Já tinha visto em alguns filmes de ficção científica. Mas recentemente li uma reportagem dando conta de que já existem algumas centenas de pessoas pelo mundo adeptas da criogenia: congelamento de um corpo humano dentro de um sarcófago-freezer de alta tecnologia por tempo indeterminado. Logo depois da morte, o corpo é colocado numa banheira com água e gelo e um aparelho possibilita o retorno artificial da circulação do sangue e da respiração. Depois disso, o sangue é substituído por substâncias químicas que impedem a formação de cristais de gelo no organismo e moléculas são injetadas para minimizar os danos causados pela morte. A técnica já é feita em três lugares nos Estados Unidos e em um na Rússia a preços que podem chegar aos 200 mil dólares. Em um desses lugares, a Alcor Foundation, no Arizona, repousam mais de 100 corpos congelados, inclusive o do astro do beisebol dos anos 40, Ted Williams, morto em 2002.

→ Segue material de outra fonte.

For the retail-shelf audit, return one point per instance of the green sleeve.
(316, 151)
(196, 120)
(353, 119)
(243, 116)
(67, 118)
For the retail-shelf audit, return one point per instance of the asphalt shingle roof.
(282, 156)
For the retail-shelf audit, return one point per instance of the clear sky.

Seria a criogenia uma esperança real para doentes sem perspectiva de cura, que poderiam “voltar” quando a medicina estivesse mais avançada? Até agora nenhum ser humano foi descongelado ou ressuscitado para responder. E eu provavelmente não viverei para ver isso acontecer. Se viver, pode ser que me arrependa de ter sido conservador, antiquado. Mas, ao ler a matéria no jornal, me perguntei: para que isso?
De que adiantaria acordar décadas depois, praticamente em outro mundo, sem as pessoas que eu conheço, com quem criei laços desde o nascimento? Num tempo que não é o meu, em que serei um estranho no ninho. Acredito que cada um tem a sua hora e o seu caminho a trilhar nessa passagem pela vida terrena. É claro que podemos e devemos lançar mão de toda as tecnologias e avanços científicos possíveis para ter uma vida com mais qualidade e saúde. Mas congelar a existência com vistas a um futuro desconhecido me parece uma alternativa bizarra.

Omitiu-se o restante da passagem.